Now, nobody really buys the idea that being angry and/or yelling insults is the same as murder.  We don’t.  I remember as a kid being taught that in Sunday School and on the outside nodding agreement but on the inside thinking, “Um...no.”  And most everybody is with me on this, which means that we tend to dismiss Jesus’s statement as hyperbole or exaggeration to make a point, that getting angry is bad and can lead to murder.  But Jesus isn’t really equating getting angry or yelling or insulting a person with murder.  He is, however, expanding the notion of what it means to be violent.  He’s saying, “You think you aren’t a violent person because you haven’t murdered anyone?  But yelling is an act of violence also, as is insulting another person, as is getting spit-flying, eye-bulging, foot-stomping angry.  These and many other things are acts of violence that can and do damage another person.” 

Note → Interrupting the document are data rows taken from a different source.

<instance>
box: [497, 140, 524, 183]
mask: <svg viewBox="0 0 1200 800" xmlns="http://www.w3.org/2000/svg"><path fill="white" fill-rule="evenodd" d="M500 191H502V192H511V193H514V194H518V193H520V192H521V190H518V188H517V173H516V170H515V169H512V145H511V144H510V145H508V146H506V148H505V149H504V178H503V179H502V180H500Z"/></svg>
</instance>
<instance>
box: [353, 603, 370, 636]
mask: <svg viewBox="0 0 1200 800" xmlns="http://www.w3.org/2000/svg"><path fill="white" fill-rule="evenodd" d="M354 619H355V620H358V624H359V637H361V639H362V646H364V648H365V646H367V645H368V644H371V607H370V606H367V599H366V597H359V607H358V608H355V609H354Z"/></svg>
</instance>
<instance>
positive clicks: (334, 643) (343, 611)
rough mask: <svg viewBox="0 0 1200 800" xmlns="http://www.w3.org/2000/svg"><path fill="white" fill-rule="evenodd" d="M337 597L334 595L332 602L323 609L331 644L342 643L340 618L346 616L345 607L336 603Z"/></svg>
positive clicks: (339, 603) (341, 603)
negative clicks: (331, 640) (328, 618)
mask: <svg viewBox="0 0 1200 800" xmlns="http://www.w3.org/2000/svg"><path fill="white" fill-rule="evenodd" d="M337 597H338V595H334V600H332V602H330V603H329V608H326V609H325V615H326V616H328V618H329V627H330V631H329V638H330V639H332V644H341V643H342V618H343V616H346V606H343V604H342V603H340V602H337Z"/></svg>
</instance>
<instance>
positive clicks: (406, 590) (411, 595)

This is what we do.  We power-up on each other, and not just on our enemies, but on our loved ones.  In fact, it tends to be our loved ones that we do this to the most.  We tend to interact with our enemies as little as possible, but we interact with our loved ones all the time, and we tend to seek to be in control of our relationships, and that means that sometimes we’ll resort to different forms of manipulation in order to get or maintain the upper hand.  And manipulation is almost without exception a violation of the personhood and free will of another. 

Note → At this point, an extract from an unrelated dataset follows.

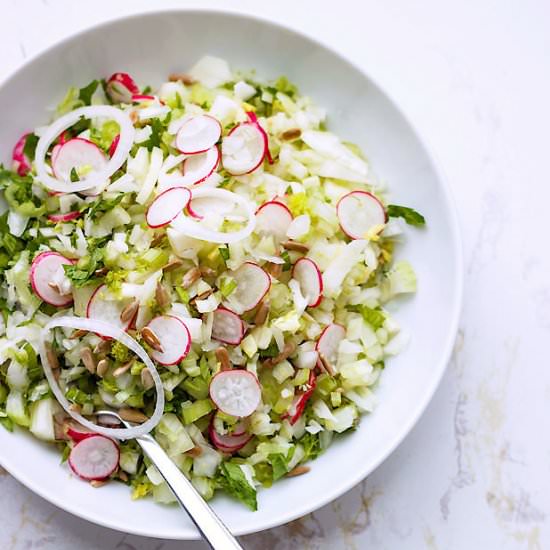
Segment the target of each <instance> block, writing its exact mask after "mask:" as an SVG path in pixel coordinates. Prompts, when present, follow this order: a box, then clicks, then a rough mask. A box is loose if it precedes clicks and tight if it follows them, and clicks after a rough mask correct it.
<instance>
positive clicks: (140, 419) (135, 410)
mask: <svg viewBox="0 0 550 550" xmlns="http://www.w3.org/2000/svg"><path fill="white" fill-rule="evenodd" d="M118 415H119V416H120V418H122V420H126V422H136V423H138V424H141V423H142V422H147V420H149V417H148V416H146V415H145V414H143V413H142V412H141V411H138V410H137V409H131V408H130V407H123V408H122V409H119V410H118Z"/></svg>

So insulting a person is not the same as murdering them, but it’s part of the same problem that is plaguing the world.  This is what Jesus came to address.  He addressed it in his teaching, he addressed it in the way he lived, and he addressed it in the way he died.
And if you want to know what the Kingdom of God is like, you can start with the idea that it is the place and the time in which this problem has been addressed and solved.  Which makes clearer what it means to pursue the Kingdom of God and its righteousness (Matt. 6:33).